Two years later, Masha accidentally learned from mutual friends that Tim died in San Francisco after overdoing it on “ snowballs ”. They said that he went to clubs and looked for Mitya.
Lozinski entered the highway and sped toward the Rockaways bridge . He walked along the dark, deserted beach, muttering to himself. He fell into the sand, rolling over the dunes, screaming through clenched teeth and tearing up the grass with the butt of his Colt. And he shot at the stars, aiming at the very constellation where the star of Antinous twinkled, but could not find him.
On his way back he was stopped by a policeman.
– Did you hear any gunshots, sir? – he asked worriedly .
“No,” Lozinsky answered in surprise . – I didn’t hear anything. What happened?
Mitya was sitting next to him; the same as always, only very pale.
“Fasten your seat belt, just in case,” Lozinsky wanted to tell him out of habit, but suddenly realized that this was not necessary and remained silent.
“Mother is all worried about where you’ve been, what’s going on…” he just whispered.
Arriving at his workshop, he found a baseball bat, hidden just in case at the gate, and began to destroy Mercedes, Fords, Audios and BMWs with it , waiting for their owners after repairs.
The next morning, when Jose called him, Lozinsky still could not understand what he was talking about, distinguishing only “ problemas … problemas …”
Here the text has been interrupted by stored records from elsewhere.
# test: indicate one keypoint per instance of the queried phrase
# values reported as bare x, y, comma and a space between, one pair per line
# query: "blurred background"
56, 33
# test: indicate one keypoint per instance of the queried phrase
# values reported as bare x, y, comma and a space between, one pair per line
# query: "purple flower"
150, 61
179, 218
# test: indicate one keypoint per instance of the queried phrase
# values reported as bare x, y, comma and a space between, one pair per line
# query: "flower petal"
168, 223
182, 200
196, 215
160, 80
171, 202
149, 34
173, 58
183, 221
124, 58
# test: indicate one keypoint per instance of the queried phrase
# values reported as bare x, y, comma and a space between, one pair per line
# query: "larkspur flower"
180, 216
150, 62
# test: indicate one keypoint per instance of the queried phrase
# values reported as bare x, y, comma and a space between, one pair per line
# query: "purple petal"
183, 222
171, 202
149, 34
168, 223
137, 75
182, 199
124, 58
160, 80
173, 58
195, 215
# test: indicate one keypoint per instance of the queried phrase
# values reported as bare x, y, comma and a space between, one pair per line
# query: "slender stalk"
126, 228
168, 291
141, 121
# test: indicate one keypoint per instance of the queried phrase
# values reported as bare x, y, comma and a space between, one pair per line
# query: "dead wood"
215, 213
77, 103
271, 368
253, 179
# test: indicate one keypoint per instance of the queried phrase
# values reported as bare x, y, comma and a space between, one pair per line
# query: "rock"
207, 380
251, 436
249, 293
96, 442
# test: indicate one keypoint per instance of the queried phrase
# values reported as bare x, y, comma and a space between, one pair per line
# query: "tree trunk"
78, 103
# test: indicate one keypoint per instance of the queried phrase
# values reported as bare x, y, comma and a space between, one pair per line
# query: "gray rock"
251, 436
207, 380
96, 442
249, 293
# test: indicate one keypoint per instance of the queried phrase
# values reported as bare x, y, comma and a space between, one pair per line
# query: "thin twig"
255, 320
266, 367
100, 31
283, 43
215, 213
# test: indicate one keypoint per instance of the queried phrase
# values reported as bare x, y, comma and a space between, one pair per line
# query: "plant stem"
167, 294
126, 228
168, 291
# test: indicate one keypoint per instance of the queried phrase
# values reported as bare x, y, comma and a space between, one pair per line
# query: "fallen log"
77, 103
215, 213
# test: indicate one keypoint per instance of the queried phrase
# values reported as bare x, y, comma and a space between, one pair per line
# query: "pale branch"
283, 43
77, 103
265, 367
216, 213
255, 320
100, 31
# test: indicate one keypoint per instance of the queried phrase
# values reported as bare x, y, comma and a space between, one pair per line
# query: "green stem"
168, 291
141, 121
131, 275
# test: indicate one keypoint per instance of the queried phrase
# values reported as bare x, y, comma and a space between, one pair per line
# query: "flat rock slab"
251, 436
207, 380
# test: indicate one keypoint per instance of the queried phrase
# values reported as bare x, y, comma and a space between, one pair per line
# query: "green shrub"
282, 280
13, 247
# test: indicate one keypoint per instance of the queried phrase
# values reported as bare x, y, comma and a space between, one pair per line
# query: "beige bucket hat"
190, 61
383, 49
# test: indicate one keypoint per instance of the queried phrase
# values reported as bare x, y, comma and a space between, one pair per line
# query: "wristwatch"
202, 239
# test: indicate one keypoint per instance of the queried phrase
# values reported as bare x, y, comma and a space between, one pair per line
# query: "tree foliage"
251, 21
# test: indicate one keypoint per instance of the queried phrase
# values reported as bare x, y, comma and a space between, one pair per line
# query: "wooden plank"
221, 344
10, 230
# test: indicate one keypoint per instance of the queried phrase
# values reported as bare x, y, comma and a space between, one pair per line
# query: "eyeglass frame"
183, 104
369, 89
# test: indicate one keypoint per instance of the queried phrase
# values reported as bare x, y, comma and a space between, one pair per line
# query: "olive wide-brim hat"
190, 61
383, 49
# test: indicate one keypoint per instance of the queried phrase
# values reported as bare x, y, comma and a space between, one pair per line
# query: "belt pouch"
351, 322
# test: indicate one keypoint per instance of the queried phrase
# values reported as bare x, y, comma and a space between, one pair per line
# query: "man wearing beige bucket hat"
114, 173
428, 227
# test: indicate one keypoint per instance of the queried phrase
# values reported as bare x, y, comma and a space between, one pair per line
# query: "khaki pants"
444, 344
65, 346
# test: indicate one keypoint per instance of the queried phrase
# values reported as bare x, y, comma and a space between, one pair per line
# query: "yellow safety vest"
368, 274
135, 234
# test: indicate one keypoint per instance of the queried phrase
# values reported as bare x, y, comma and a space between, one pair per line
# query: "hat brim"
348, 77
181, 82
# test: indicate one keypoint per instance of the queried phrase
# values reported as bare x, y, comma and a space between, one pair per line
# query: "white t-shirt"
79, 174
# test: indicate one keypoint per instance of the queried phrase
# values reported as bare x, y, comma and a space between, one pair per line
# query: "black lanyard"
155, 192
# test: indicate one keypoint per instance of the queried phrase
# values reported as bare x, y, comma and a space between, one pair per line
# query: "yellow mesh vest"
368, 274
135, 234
“ Well , call the insurance companies,” he finally squeezed out , half asleep . – They will take care of it.
Mitya grabbed his finger and did not want to go into the water.
“Warm, warm,” said Lozinsky, dragging him along.
“Don’t torture the child,” Masha shouted at them. Let him sunbathe here with me.
“He must learn to swim,” Lozinsky answered her. – He will learn!
“The child is three years old and can’t swim,” Masha muttered disapprovingly and, adjusting her umbrella, turned over on her other side.
Mitya floundered quite cheerfully, and when he winced from the tart sea water, Lozinsky slightly caught him under the belly, on top of the oncoming wave.
– It was important for you to teach him swimming, said Dr. Stein.
– You wanted to be a real father for him. In everything…
“In everything”, thought Lozinsky.
– Did your father teach you swimming too, asked Dr. Stein.